Steven-Ho / VALOR

Implementation of VALOR (Variational Option Discovery Algorithms)
10 stars 5 forks source link

Reward - intrinsic reward or extrinsic reward? #1

Open wechto opened 5 years ago

wechto commented 5 years ago

Hello, I am a student who is just beginning to learn RL, I have run the examples of VALOR code.

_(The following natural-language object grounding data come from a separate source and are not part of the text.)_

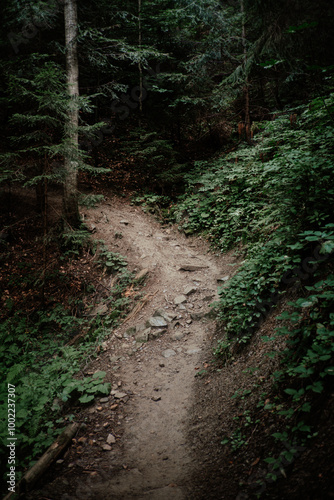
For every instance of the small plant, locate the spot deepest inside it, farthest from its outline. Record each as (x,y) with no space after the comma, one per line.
(90,200)
(113,262)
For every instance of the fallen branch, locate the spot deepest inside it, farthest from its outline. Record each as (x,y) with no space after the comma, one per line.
(52,453)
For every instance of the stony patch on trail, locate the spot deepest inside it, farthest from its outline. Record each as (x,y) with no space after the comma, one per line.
(134,442)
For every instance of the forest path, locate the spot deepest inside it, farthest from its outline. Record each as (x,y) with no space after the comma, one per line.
(151,458)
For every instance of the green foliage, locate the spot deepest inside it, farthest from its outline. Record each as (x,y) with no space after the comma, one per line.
(112,261)
(273,200)
(45,372)
(90,200)
(73,241)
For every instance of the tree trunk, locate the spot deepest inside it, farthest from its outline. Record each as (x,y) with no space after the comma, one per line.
(246,86)
(70,195)
(140,67)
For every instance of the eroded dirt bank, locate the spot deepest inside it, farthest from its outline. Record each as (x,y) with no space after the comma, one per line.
(134,444)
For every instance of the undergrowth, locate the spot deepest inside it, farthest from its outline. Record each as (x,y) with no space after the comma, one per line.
(44,352)
(272,201)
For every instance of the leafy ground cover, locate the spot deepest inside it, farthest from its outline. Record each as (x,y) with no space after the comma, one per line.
(273,201)
(52,326)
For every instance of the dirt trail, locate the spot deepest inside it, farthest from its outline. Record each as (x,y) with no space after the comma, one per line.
(151,458)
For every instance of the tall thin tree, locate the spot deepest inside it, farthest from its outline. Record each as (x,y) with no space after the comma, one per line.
(70,195)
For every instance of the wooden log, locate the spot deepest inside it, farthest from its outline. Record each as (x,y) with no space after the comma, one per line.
(52,453)
(192,267)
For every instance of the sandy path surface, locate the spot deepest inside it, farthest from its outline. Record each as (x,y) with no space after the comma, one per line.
(151,458)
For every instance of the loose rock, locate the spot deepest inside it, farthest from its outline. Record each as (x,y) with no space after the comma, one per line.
(111,439)
(180,299)
(156,322)
(192,267)
(224,278)
(168,353)
(142,274)
(165,315)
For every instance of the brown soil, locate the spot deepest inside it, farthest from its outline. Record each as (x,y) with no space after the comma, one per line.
(152,457)
(172,412)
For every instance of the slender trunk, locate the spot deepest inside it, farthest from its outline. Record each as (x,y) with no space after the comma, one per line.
(140,67)
(246,86)
(70,195)
(45,233)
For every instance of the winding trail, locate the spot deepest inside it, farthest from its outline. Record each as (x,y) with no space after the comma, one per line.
(151,458)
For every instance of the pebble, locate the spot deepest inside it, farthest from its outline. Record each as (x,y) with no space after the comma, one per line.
(168,353)
(111,439)
(180,299)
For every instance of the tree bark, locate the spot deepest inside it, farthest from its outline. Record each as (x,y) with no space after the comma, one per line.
(70,194)
(140,67)
(246,86)
(41,466)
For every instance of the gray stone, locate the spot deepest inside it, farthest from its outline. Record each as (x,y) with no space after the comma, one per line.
(141,327)
(142,274)
(100,309)
(193,350)
(130,331)
(111,439)
(143,335)
(192,267)
(197,316)
(178,336)
(155,334)
(207,298)
(118,394)
(156,322)
(165,315)
(180,299)
(168,353)
(223,279)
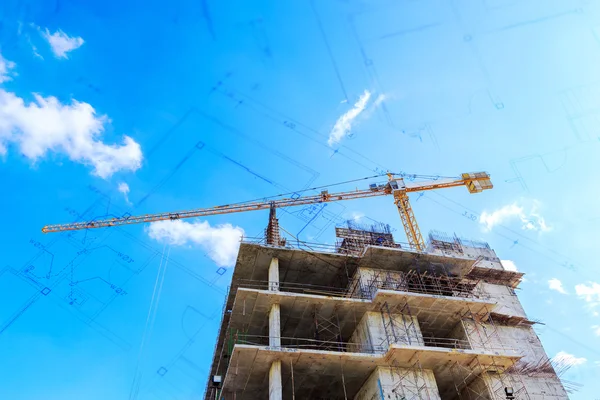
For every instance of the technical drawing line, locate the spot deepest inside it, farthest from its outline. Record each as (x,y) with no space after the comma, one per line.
(160,184)
(511,239)
(150,319)
(293,125)
(207,18)
(372,73)
(536,20)
(331,57)
(411,30)
(169,132)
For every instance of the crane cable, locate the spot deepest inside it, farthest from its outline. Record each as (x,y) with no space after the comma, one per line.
(434,177)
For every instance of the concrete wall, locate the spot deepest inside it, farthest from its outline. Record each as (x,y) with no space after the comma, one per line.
(507,301)
(477,390)
(361,284)
(399,384)
(523,340)
(374,332)
(536,387)
(489,257)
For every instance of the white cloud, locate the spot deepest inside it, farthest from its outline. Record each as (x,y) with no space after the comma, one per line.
(221,242)
(5,69)
(509,265)
(590,294)
(124,188)
(556,284)
(46,125)
(62,43)
(343,126)
(569,359)
(356,216)
(530,218)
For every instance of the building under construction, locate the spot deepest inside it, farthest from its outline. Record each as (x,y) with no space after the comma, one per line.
(370,319)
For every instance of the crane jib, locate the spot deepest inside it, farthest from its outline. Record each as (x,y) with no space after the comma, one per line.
(475,183)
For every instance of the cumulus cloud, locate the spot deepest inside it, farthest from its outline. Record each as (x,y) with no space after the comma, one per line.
(569,359)
(530,218)
(61,43)
(356,216)
(46,125)
(509,265)
(590,293)
(5,69)
(556,284)
(343,126)
(221,242)
(124,188)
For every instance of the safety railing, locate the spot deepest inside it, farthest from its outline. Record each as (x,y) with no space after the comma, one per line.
(353,347)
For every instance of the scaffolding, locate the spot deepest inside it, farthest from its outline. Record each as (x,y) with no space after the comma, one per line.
(412,381)
(413,281)
(353,239)
(488,381)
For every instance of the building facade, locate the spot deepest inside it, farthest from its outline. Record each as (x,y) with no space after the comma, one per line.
(369,320)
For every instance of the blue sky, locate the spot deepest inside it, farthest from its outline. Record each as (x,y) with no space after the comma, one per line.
(131,107)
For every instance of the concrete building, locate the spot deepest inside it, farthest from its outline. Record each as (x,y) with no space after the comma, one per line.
(367,319)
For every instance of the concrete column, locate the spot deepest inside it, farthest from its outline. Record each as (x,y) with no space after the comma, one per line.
(275,326)
(275,388)
(274,275)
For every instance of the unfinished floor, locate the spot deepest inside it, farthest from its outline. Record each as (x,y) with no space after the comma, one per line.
(381,323)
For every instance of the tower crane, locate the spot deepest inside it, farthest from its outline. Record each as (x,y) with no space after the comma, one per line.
(396,186)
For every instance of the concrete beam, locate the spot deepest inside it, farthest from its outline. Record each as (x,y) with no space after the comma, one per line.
(274,275)
(275,387)
(275,326)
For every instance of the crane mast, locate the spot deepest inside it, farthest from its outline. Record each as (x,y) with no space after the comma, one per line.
(396,186)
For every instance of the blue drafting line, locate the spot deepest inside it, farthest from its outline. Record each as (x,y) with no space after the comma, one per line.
(311,220)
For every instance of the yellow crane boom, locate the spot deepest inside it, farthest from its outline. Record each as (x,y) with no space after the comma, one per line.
(475,183)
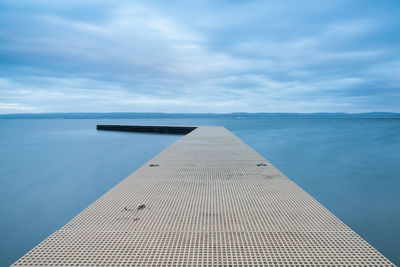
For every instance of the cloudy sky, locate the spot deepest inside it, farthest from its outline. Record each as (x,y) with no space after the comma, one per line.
(199,56)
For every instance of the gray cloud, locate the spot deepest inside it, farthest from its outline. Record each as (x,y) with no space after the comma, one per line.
(198,57)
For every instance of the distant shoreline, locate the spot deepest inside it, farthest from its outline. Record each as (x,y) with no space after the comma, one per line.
(131,115)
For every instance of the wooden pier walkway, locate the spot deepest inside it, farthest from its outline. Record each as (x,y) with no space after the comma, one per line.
(207,200)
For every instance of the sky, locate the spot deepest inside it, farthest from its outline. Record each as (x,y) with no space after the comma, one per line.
(199,56)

I have a question about the reward, which is gotten from the extrinsic environment. I think the reward should come from equation (2) https://arxiv.org/pdf/1807.10299.pdf. Following the similar operation such as VIC and DIAYN, I think the reward should follow the equation:

$rt = log q{\phi}(z|s_{t}) - log p(z)$ image

So my question is that why the code does not use the same intrinsic reward?

thank you in advance.

Steven-Ho commented 5 years ago

Sorry for delay. The intrinsic reward was added on policy loss through pi_loss = -(logp*(k*adv+pos)).mean() The pos term represents log q(z|\tau).

Steven-Ho commented 5 years ago

@O151 And the reward in VALOR is not the same as VIC. VALOR calculates the log possibility conditioned on the whole trajectory and evenly adds it as intrinsic reward on every step. The -logp(z) term is a constant since the prior is uniform. So it's not necessary in reward.